Although the situation is somewhat stabilized in Kashechewan and news about the living conditions on First Nations has fallen off the front page, Toulouse hopes the problems won't be forgotten by the Canadian people.
"Just because this was front page and headline news some time ago, Canadians in general shouldn't forget about or relinquish their outrage with regard to the plight of the First Nation communities across Ontario and across this country."
He also hopes the commitment the provincial and federal governments showed in their handling of the crisis in Kashechewan will extend to other First Nations as well, because the problems that exist can't be fixed by addressing them in just one community.
"We're not going away, so I don't' think the situation is going away" Toulouse said. "I think the federal and provincial governments are really, again, way out to lunch if they think doing this one community is going to resolve First Nation issues and concerns."
The need for infrastructure improvements in First Nation communities across Ontario is quite significant, Toulouse said, but a lasting solution to problems like those experienced in Kashechewan needs more than just an influx of government money to repair schools, houses and water treatment plants. What are also needed, he said, are some fundamental changes in the relationship between First Nations and federal and provincial governments. Recognition of First Nations governments and allowing First Nations to share in the revenues earned from resources taken from their traditional territories would go a long way toward closing the gap between First Nations and the rest of the country, he said.
These types of changes in relationship are included in the First Nations-Federal Crown Political Accord on the Recognition and Implementation of First Nations Governments, finalized in May during a meeting between Prime Minister Paul Martin, key cabinet ministers, AFN National Chief Phil Fontaine and a number of AFN officials. An implementation plan designed to help meet the objectives of the accord was developed at the First Ministers and National Aboriginal Leaders Meeting held in Kelowna, B.C. in November.

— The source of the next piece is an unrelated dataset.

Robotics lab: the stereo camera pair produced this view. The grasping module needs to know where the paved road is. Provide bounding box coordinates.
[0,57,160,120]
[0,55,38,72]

"Talks about the responsible and long-term action by federal and provincial government leaders really has to start with talking and sitting down with First Nation leaders. We're part of the solution and yet there seems to be this whole government bureaucracy that believes that only they can provide the solutions without talking to First Nation leadership," he said. "We're sick and tired. We've been there, done that, for many, many years. And I think First Nation leadership throughout the province and this country, I think, are saying, let's talk about this new relationship, since they keep talking about it, but not the status quo. Not what we've seen for the past 100 and some years ... nothing's really changed. But to sit down and talk about the jurisdictions and talk about the rights we have, I think, are part of the solution to a lot of the crises that we've seen in Kashechewan and in many other communities."